I savings bonds can be purchased for as little as 25 dollars up to a maximum of 5,000 dollars. They pay an annual interest rate which is adjusted twice a year based on the consumer price index. The consumer price index is a measure the government uses to calculate inflation. As the index changes, your interest rate rises or falls during the time period of your bond. This is how the amount of money your money earns for you keeps up with the rate of inflation: when inflation is high, you earn more interest; when inflation is low, you earn less interest.
Note: Inflation is the reason keeping your money in a shoe box or under the bed is a bad idea. A dollar today will buy more than that same dollar tomorrow. If you put your money in a shoe box, and decide to spend it ten years later, the amount of money you put in will be worth less (you will be able to buy less with it) than you would have at the time you tucked it up in your closet.
Note #2: Fashionista Fact:
Manolo Blahnik’s first shoe collection appeared in 1972, when after presenting the legendary Vogue editor Diana Vreeland with some theater design sketches, she advised him to “go with the shoes”. Today, a pair of his fabulous shoes (known to Fashionista’s everywhere simply as Manolo’s) start at 500 dollars. In 1972, they would have cost 102 dollars—102 dollars in 1972 is the same as 500 dollars today. That’s inflation at work.
The interest paid is added to the value of the bond each month and is paid to you when you cash the bond I savings bonds must be held for one year but can be held as long as thirty years. There are some penalties if you hold them less than five years, but the maximum penalty is the forfeiture of three months interest.
EE/E savings bonds have many of the same characteristics as I savings bonds: they, too, can also be purchased for as little as 25 dollars up to a maximum of 5,000 dollars. They also must be held for one year but can be held for as long as thirty years. They have the same penalties as I bonds, forfeiting three months interest, if you hold them less than five years. However, unlike I savings bonds, EE/E savings bonds pay a fixed interest rate. Instead of calculating the interest rate based on the consumer price index as Series I bonds do, the interest rate is a combination of a fixed rate, which applies for the life of the bond, and a semiannual inflation rate which is calculated on an average six-month rate of interest on US government treasuries.

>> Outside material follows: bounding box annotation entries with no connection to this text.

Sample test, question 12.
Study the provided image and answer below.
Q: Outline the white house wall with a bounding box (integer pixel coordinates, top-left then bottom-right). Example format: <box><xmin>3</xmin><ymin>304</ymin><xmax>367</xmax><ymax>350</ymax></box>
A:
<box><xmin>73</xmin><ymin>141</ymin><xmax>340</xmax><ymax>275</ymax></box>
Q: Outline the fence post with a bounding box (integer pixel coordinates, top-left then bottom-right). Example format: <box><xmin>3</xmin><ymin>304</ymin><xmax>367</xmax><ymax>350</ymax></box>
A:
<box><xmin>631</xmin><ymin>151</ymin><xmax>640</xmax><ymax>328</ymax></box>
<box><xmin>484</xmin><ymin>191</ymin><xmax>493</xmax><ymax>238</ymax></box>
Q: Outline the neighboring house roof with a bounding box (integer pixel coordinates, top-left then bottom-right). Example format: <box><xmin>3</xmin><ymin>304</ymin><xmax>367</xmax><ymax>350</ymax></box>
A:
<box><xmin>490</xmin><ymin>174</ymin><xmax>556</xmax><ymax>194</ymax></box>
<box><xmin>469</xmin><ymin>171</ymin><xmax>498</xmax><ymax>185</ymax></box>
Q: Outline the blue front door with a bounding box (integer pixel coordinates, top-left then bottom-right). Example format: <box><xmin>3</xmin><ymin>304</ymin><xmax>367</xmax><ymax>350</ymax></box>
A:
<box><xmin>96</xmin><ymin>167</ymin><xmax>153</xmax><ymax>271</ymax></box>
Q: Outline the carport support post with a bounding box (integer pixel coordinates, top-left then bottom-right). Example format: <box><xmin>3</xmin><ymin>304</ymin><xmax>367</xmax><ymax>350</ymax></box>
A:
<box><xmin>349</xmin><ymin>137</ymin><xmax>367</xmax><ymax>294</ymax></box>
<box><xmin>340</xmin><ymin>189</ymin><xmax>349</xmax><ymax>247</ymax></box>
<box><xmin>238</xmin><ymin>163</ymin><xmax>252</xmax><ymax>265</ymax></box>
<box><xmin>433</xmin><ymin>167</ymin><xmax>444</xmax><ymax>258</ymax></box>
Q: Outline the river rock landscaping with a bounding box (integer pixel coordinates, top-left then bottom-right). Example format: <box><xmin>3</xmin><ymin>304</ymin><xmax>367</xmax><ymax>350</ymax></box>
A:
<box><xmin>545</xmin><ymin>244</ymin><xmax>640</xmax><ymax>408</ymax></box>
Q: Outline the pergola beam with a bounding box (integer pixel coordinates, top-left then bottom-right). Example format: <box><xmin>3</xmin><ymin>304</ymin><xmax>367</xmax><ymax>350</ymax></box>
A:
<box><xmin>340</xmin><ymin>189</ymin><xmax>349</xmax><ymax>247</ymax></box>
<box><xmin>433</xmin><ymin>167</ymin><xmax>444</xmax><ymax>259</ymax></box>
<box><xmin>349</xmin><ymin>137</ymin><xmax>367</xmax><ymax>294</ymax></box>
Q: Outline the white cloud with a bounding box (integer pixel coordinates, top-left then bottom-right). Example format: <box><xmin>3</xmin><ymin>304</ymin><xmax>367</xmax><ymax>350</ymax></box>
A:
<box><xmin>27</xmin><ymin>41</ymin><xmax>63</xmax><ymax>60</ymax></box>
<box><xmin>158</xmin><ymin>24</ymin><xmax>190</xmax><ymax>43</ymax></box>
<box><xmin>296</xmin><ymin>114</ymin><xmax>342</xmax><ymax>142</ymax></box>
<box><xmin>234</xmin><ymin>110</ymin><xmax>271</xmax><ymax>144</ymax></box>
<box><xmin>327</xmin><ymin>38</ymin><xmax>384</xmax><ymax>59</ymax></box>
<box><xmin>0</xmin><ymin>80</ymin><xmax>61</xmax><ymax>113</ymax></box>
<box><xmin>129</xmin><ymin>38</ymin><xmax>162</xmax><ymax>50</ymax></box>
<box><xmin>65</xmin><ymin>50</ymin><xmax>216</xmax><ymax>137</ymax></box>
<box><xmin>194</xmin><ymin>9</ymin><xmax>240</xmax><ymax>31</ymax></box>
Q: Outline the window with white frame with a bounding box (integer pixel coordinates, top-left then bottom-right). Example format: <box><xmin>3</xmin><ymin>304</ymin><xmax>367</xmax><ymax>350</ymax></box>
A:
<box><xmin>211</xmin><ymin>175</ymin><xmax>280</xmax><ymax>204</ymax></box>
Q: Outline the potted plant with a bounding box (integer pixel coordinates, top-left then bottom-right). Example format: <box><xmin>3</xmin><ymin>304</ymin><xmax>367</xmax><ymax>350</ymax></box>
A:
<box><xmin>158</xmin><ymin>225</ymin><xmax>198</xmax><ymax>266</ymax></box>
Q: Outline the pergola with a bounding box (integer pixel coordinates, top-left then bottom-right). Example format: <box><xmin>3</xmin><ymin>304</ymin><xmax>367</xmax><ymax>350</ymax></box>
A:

So the biggest difference between the two kinds of savings bonds is how the interest is calculated. And how the interest is calculated determines the interest rate you receive and, of course, reflects how hard your money is working for you.
You can buy savings bonds or treasuries, learn what interest each type of savings bond is paying, and otherwise get additional information at www.treasurydirect.gov. This website is managed by the Department of the Treasury. Reviewing this site is a good way to determine which of the two Series are best for you.